Caso a nova denúncia seja aceita, Bolsonaro será réu em três processos. Já há um pedido de impugnação da candidatura de Jair Bolsonaro no Tribunal Superior Eleitoral (TSE), porque o candidato do PSL é réu em duas ações penais por suposta incitação ao estupro. Os advogados de Bolsonaro alegam que a Lei da Ficha Limpa prevê os casos de inelegibilidade por condenação em estâncias superiores, em nenhum dos quais o candidato estaria enquadrado.

Divergências

Há uma polêmica aberta no Supremo com relação ao fato de réus poderem exercer a Presidência da República. Em 2016, a maioria do STF considerou que réus em ação penal não podem substituir o presidente da República — ou seja, têm direito de figurar na linha sucessória, mas não podem assumir a chefia do Executivo. A decisão teve por objetivo impedir que o ex-presidente da Câmara Eduardo Cunha assumisse a Presidência interinamente. O plenário, porém, não respondeu se um presidente da República pode tomar posse na condição de réu.

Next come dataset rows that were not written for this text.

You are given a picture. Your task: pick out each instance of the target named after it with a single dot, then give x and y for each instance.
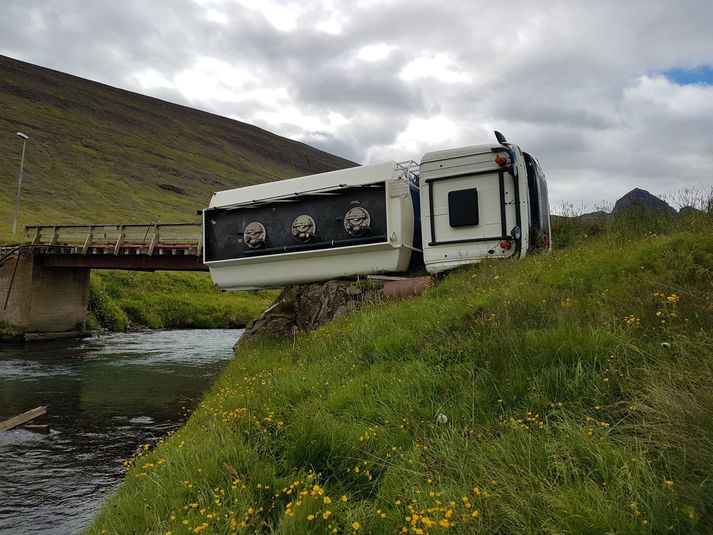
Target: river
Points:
(105, 396)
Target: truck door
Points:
(471, 205)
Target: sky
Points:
(608, 95)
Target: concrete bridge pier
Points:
(40, 298)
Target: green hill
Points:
(102, 155)
(566, 393)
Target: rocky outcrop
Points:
(302, 308)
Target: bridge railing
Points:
(148, 239)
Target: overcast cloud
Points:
(609, 95)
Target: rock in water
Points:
(302, 308)
(643, 199)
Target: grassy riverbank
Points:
(118, 299)
(560, 394)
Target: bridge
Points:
(44, 282)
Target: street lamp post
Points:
(19, 183)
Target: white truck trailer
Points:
(459, 206)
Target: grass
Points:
(119, 299)
(567, 393)
(101, 155)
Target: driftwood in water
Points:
(22, 418)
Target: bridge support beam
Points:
(40, 298)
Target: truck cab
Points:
(479, 202)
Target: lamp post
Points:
(19, 183)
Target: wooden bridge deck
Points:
(149, 247)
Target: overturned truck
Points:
(456, 207)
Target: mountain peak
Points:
(644, 199)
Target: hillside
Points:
(564, 393)
(103, 155)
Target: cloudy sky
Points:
(609, 95)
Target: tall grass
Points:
(118, 299)
(567, 393)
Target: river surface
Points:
(105, 396)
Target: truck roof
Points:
(352, 176)
(460, 152)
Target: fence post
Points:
(90, 239)
(120, 240)
(155, 239)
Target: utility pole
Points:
(19, 184)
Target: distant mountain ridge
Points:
(99, 154)
(636, 197)
(644, 199)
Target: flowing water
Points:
(105, 396)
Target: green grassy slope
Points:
(102, 155)
(169, 300)
(558, 394)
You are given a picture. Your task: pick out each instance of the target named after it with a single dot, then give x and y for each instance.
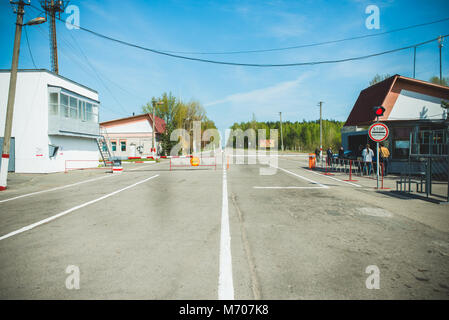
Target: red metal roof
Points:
(385, 93)
(159, 125)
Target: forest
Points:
(299, 136)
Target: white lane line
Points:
(34, 225)
(225, 281)
(352, 184)
(140, 167)
(304, 178)
(54, 189)
(288, 187)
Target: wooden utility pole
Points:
(282, 137)
(11, 94)
(321, 130)
(53, 8)
(440, 46)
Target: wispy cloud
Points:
(261, 96)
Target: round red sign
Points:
(378, 132)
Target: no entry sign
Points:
(378, 132)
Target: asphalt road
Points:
(206, 233)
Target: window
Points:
(52, 150)
(401, 142)
(54, 103)
(64, 105)
(73, 108)
(80, 109)
(88, 111)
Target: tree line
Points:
(177, 114)
(297, 136)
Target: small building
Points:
(416, 121)
(55, 122)
(133, 136)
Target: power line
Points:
(310, 44)
(29, 48)
(295, 64)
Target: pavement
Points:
(208, 233)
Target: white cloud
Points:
(263, 96)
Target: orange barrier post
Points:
(350, 172)
(382, 186)
(325, 172)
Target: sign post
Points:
(378, 132)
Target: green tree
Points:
(444, 81)
(177, 115)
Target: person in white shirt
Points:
(367, 155)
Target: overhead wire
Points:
(310, 44)
(29, 47)
(295, 64)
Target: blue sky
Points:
(126, 78)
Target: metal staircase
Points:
(104, 148)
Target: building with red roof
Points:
(414, 114)
(133, 136)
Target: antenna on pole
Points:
(53, 8)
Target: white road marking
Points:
(288, 187)
(353, 184)
(225, 281)
(34, 225)
(140, 167)
(54, 189)
(304, 178)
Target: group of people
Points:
(367, 155)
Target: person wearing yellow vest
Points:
(384, 155)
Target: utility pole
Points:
(153, 133)
(153, 149)
(11, 94)
(282, 138)
(440, 46)
(414, 62)
(321, 131)
(19, 10)
(53, 8)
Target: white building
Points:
(55, 123)
(133, 136)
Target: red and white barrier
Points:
(70, 165)
(185, 161)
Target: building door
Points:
(12, 155)
(132, 150)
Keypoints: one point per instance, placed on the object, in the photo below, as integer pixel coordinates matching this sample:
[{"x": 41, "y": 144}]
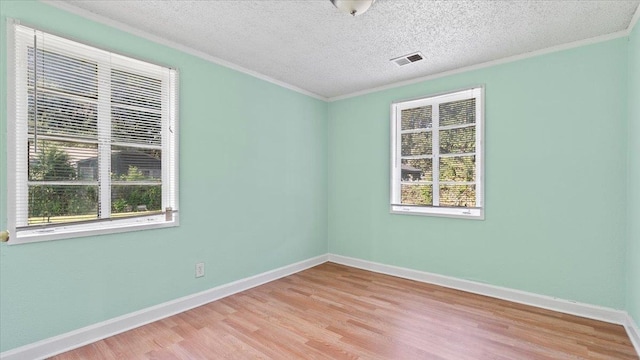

Há controvérsias quanto à aplicação dessa decisão ao ex-presidente Luiz Inácio Lula da Silva, uma vez que a Constituição determina que um presidente eleito não pode ser julgado por atos cometidos antes do exercício do mandato. O mesmo não se aplicaria, porém, a parlamentares que respondem a processo no Supremo, caso de Bolsonaro.

A questão está no rol das decisões intempestivas e até casuísticas do Supremo. Ao pedir vista do processo e interromper o julgamento, o ministro Alexandre de Moraes anunciou que faria um voto longo. Pode ser um voto esclarecedor e definitivo ou mais um voto ambíguo e casuístico, que aumente as dúvidas em relação ao processo. Há duas questões em jogo: a primeira é impor um limite à misoginia, ao racismo e à incitação ao ódio; a segunda, as condições em que um réu pode ser impedido de disputar a Presidência da República. 

Ambas são relevantes para as regras do jogo democrático e podem conter o acirramento ânimos e a radicalização política no pleito deste ano.